Steven Arntson's The Wrap-Up List is a sweet story about a girl whose life is coming to a tragic early end. Set in a world on the verge of war, this is a place where Death selects people at random, accounting for a small percent of fatalities. An interesting concept to say the least, but what I really like about The Wrap-Up List is its diverse cast of characters and inclusion of sensitive subjects into a modern story of friendships, family, kindness, and acceptance.
Summary: In this modern-day suburban town, one percent of all fatalities come about in the most peculiar way. Deaths—eight-foot-tall, silver-gray creatures—send a letter (“Dear So-and-So, your days are numbered”) to whomever is chosen for a departure, telling them to wrap up their lives and do the things they always wanted to do before they have to “depart.” When sixteen-year-old Gabriela receives her notice, she is, of course devastated. Will she kiss her crush Sylvester before it’s too late? Friendship, first love, and fantasy artfully mesh in this magically realistic world that ultimately celebrates life.

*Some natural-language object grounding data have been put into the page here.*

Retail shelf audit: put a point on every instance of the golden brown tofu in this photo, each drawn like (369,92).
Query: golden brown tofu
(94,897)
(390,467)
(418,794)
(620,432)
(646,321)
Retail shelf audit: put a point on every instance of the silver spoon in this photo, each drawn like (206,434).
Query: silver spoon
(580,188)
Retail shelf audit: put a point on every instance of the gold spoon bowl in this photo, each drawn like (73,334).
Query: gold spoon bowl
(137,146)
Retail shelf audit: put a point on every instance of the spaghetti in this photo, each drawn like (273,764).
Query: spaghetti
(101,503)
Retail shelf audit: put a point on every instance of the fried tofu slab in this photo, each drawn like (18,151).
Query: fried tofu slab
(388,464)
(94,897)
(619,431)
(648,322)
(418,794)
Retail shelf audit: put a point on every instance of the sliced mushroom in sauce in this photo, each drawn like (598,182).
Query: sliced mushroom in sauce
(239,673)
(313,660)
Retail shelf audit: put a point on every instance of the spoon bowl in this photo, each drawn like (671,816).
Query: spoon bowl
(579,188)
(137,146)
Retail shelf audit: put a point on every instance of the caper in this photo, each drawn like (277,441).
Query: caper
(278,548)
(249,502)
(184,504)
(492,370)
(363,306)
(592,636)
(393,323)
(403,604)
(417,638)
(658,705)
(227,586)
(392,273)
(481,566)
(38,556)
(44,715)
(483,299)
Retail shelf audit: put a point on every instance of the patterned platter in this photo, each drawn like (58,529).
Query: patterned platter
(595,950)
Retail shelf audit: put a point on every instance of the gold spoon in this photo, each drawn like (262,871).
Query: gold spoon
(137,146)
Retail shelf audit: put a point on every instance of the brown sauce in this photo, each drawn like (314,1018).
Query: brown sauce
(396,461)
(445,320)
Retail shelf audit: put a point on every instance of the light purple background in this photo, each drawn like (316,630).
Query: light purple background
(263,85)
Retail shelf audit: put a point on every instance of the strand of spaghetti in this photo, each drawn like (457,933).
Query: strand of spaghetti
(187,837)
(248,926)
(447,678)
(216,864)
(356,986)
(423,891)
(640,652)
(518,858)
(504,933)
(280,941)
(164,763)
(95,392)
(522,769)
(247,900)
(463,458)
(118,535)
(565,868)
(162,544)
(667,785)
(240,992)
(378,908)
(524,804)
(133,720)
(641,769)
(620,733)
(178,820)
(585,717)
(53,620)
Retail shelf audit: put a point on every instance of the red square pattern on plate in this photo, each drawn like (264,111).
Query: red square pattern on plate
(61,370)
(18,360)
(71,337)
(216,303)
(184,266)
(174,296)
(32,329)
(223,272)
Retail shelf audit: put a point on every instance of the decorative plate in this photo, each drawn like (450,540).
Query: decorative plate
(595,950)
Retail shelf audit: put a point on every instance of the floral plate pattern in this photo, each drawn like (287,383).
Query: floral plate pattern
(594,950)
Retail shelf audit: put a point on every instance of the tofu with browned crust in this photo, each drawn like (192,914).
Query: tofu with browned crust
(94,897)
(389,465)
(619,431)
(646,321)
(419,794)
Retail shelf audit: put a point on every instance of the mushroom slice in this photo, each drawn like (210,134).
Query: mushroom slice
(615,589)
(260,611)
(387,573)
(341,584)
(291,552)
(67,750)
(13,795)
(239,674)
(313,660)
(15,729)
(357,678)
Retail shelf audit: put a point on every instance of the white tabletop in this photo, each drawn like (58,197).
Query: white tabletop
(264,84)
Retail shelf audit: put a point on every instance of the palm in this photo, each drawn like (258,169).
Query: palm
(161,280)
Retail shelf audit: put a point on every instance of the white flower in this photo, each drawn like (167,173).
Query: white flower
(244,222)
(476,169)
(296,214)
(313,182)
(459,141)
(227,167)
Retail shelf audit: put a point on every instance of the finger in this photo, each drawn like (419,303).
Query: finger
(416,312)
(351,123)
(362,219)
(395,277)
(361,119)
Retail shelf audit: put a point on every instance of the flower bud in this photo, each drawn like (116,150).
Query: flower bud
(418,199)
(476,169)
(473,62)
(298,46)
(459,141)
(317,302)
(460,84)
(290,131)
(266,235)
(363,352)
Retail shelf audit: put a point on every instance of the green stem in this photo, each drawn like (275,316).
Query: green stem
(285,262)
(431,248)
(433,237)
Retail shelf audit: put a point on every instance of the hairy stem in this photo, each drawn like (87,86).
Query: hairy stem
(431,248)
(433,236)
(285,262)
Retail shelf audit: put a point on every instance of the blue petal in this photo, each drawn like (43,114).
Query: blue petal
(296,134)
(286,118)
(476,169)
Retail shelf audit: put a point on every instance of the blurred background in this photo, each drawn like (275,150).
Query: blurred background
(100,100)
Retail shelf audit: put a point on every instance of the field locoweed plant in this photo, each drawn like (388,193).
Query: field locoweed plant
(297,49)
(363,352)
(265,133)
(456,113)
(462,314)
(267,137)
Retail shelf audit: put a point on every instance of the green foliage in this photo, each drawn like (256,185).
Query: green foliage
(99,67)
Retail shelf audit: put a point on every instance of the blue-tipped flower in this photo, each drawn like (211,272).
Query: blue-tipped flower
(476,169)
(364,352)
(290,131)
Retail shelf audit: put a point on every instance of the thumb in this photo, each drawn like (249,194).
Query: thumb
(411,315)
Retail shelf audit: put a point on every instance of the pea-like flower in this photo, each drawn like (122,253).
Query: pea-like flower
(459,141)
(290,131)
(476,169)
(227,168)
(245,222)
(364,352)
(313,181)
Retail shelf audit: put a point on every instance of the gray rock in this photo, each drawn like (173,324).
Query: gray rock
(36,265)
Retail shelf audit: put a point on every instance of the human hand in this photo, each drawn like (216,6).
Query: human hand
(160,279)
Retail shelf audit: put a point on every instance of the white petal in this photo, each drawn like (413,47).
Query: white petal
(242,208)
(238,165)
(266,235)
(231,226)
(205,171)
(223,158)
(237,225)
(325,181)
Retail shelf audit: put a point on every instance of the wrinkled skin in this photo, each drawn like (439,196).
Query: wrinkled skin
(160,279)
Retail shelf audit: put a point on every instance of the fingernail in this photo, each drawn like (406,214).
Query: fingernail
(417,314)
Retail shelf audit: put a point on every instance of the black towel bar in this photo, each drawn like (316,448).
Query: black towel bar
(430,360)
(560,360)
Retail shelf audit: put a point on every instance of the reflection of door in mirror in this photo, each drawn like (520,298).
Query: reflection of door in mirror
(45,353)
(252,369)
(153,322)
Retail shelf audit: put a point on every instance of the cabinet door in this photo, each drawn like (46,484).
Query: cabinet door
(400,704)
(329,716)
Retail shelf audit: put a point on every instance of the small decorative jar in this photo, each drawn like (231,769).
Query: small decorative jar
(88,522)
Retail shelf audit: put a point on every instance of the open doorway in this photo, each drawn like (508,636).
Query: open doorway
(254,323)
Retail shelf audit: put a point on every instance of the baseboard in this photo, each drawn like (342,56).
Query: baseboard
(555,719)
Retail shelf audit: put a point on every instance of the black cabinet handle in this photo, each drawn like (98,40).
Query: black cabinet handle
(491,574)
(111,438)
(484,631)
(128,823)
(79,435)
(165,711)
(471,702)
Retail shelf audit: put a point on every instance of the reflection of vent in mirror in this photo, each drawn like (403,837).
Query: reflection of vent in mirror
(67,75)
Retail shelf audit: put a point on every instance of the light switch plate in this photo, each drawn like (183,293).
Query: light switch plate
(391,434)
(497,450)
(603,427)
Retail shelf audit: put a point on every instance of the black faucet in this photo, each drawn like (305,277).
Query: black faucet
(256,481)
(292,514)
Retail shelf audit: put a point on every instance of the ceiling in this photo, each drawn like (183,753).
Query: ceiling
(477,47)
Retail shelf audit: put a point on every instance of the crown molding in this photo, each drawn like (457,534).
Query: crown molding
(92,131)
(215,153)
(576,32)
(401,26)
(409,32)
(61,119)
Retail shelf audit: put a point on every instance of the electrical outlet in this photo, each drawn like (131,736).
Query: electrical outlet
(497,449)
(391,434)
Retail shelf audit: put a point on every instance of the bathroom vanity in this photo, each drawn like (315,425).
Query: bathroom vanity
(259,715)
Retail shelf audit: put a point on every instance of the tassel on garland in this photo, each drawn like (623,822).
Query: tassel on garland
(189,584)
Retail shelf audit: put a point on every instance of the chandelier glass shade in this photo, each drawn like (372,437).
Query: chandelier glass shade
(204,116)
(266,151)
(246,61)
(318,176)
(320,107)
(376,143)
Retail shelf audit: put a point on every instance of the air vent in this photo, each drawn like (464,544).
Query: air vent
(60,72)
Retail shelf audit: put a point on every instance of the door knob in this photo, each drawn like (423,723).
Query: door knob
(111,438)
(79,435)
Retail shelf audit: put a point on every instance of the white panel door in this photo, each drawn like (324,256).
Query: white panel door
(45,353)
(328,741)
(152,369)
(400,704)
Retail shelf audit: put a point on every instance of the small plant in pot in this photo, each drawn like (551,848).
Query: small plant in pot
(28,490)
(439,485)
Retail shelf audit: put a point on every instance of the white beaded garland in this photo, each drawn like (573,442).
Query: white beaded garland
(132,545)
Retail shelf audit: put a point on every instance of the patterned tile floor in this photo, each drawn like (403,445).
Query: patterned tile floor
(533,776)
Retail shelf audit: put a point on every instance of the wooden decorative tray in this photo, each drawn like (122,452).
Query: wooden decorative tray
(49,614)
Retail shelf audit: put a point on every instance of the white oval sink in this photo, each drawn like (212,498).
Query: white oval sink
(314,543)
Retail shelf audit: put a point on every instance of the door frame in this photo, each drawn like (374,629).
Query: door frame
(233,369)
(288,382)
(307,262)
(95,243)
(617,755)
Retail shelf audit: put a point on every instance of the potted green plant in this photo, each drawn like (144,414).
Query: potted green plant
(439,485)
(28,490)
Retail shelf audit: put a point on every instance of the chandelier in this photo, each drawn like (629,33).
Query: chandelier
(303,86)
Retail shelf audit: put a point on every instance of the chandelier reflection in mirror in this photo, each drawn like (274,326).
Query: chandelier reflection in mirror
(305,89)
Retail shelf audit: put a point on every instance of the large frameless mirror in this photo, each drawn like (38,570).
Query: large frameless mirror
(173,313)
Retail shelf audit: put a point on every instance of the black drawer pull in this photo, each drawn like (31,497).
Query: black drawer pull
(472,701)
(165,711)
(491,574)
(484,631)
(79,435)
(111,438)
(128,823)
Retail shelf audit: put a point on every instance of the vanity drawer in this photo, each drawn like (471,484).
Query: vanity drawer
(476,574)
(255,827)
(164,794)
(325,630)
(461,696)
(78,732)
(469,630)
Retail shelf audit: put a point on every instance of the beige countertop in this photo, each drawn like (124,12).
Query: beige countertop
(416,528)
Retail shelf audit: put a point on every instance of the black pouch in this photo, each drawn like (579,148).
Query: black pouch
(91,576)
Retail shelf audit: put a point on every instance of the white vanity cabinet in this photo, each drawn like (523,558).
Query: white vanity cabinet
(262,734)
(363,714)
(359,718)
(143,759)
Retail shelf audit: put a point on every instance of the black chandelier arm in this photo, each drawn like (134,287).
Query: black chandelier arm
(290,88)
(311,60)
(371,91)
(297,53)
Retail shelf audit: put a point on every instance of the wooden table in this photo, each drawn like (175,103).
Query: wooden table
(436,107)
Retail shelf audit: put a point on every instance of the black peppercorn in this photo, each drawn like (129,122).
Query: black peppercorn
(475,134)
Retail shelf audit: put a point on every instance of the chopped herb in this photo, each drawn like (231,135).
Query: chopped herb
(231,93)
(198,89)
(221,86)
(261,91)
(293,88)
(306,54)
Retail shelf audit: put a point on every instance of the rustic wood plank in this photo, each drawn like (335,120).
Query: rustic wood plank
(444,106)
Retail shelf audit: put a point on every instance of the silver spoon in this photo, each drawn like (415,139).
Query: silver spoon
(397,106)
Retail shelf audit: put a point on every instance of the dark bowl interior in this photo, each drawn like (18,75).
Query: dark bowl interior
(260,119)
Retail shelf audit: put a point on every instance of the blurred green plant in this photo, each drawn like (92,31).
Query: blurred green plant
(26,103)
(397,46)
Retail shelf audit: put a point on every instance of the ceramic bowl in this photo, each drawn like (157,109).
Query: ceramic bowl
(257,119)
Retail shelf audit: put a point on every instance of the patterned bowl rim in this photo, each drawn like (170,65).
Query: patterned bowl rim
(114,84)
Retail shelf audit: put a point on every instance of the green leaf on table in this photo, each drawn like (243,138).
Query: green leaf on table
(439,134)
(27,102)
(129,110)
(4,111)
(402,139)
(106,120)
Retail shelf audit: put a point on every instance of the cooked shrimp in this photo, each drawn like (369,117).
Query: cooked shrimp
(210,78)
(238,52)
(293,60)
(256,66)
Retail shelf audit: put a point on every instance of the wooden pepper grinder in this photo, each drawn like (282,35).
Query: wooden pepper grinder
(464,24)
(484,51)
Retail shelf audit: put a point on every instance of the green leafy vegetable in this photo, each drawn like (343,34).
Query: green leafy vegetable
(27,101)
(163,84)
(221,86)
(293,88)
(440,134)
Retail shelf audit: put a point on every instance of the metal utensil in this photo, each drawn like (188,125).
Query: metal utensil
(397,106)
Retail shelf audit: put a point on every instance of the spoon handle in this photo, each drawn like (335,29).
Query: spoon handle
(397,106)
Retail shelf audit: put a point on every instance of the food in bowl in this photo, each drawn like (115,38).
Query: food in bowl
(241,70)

Although the book is about death and dying, the book isn't heavy-hearted or tragic. Gabriela's story focuses on the celebration of life in the now, in accomplishing her wrap-up list, and largely helping others to find love, happiness, and hope regardless of whether or not she earns a Pardon from Death.
However it is the characters that interested me most. Gabriela learns her best friend is gay and feeling confused, speaks to her priest about it. The priest tells Gabriela that it is less offensive to God for a woman to be gay than it is for a man. And while my hackles were raised at these archaic opinions, Gabriela's definitive decision that her priest was wrong suddenly changed everything. Well done, Steven Arntson. Thank you for having a modern teen disagree with such an outrageously offensive statement.
Other sensitive subjects include racism (Gabriela has never met her mother's parents as they shunned their own daughter for marrying a Mexican man), and the book's heavy use of religion. Gabriela attends Mass, prays, and God comes up quite often.
Although some of the content may be objectionable for some parents or educators, I quite enjoyed the story. It was refreshing to see sexuality, religion, race, etc. all bound up in a story about life and death. Gabriela's "wrap-up list" is enormously generous to others and her choices and actions are self-sacrificing, brave, and kind. In the end, there is only kindness, love, and generosity.
This is a great novel for middle grade readers and an excellent choice to spark some discussion about character, the world, and the nature of life, death, and the afterlife.